Blood-based cancer screening has been a major focus of the medical community, with particular attention paid to colorectal cancer (CRC). The laboratory advancements in data analytics have led to the development of innovative screening tests called circulating cell-free DNA (cfDNA) assays which could prove to be a less invasive method of detecting cancer. However, there is a need to assess the effectiveness, cost, and overall impact of these tests. Despite the success of traditional screening methods like faecal immunochemical testing (FIT) and sigmoidoscopy, CRC remains a major global health challenge.
Though widely recognized, FIT fails to optimize the potential of screening programs due to its screen frequency and sensitivity limits. Current research suggests that the initial cfDNA test achieves a much higher sensitivity for CRC detection and modest sensitivity for advanced precancerous lesions. However, with a lesser focus on precancerous lesion sensitivity, potential curative opportunities could be missed.
CRC screening has a programmatic nature which is another layer of complexity when comparing FIT-based and cfDNA-based tests. The triennial screening frequency recommended with cfDNA offsets potential benefits in favor of more effective screening approaches like FIT. Additionally, cost considerations limit the feasibility of widespread cfDNA testing; however, CF DNA blood tests have the advantage of being less invasive and potentially increasing screening uptake.

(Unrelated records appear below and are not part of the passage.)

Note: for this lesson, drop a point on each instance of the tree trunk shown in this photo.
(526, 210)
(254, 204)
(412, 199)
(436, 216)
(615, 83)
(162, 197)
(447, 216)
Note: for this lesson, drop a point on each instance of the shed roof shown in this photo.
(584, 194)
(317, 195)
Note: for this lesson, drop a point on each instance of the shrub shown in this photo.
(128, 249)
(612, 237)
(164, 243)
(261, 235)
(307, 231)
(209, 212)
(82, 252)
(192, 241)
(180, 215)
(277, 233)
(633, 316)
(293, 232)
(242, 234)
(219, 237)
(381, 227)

Despite initial optimism, the highest sensitivity towards advanced precancerous lesion detection is required to fulfill the preventive potential of the cfDNA assay. The lack of specificity of blood-based tests could also lead to unnecessary procedures and anxiety thus demanding adequate education programs in the field. Concerns must therefore be weighed against the promise of early detection using these tests.

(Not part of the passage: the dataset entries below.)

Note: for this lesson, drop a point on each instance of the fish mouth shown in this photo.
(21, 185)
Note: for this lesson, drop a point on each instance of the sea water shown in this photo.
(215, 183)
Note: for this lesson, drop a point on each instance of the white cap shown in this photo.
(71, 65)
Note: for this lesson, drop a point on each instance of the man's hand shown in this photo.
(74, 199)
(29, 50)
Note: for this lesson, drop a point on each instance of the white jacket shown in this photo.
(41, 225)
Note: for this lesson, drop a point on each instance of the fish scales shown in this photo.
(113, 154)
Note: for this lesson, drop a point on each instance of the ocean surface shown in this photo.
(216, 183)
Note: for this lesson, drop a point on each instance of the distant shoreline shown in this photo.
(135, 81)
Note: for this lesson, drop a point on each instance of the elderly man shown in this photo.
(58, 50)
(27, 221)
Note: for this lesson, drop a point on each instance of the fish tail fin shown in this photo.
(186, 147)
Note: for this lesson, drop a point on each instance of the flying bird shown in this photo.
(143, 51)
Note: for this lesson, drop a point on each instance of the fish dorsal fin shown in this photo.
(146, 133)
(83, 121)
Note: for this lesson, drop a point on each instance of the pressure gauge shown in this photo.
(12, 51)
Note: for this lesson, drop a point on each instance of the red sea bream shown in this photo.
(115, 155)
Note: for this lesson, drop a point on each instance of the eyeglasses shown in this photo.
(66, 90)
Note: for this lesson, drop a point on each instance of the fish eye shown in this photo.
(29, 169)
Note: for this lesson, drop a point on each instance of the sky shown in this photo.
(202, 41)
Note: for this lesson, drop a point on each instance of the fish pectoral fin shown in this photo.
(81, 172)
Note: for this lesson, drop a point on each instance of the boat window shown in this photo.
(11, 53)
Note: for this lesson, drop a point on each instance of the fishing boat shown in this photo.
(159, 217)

The introduction of cfDNA-based CRC screening is a critical technology in cancer diagnostics. However, the current performance characteristics suggest it is better suited to achieve prevention among individuals who would otherwise remain unscreened. Rigorous evaluation of the effectiveness, safety, and cost-effectiveness of these tests is necessary before they can be integrated within the existing programs. Therefore, improving the cost-effectiveness of detecting early-stage CRC and precancerous lesions is paramount to the effectiveness of the screening process and moves the integrated program forward to advance the pursuit of CRC prevention.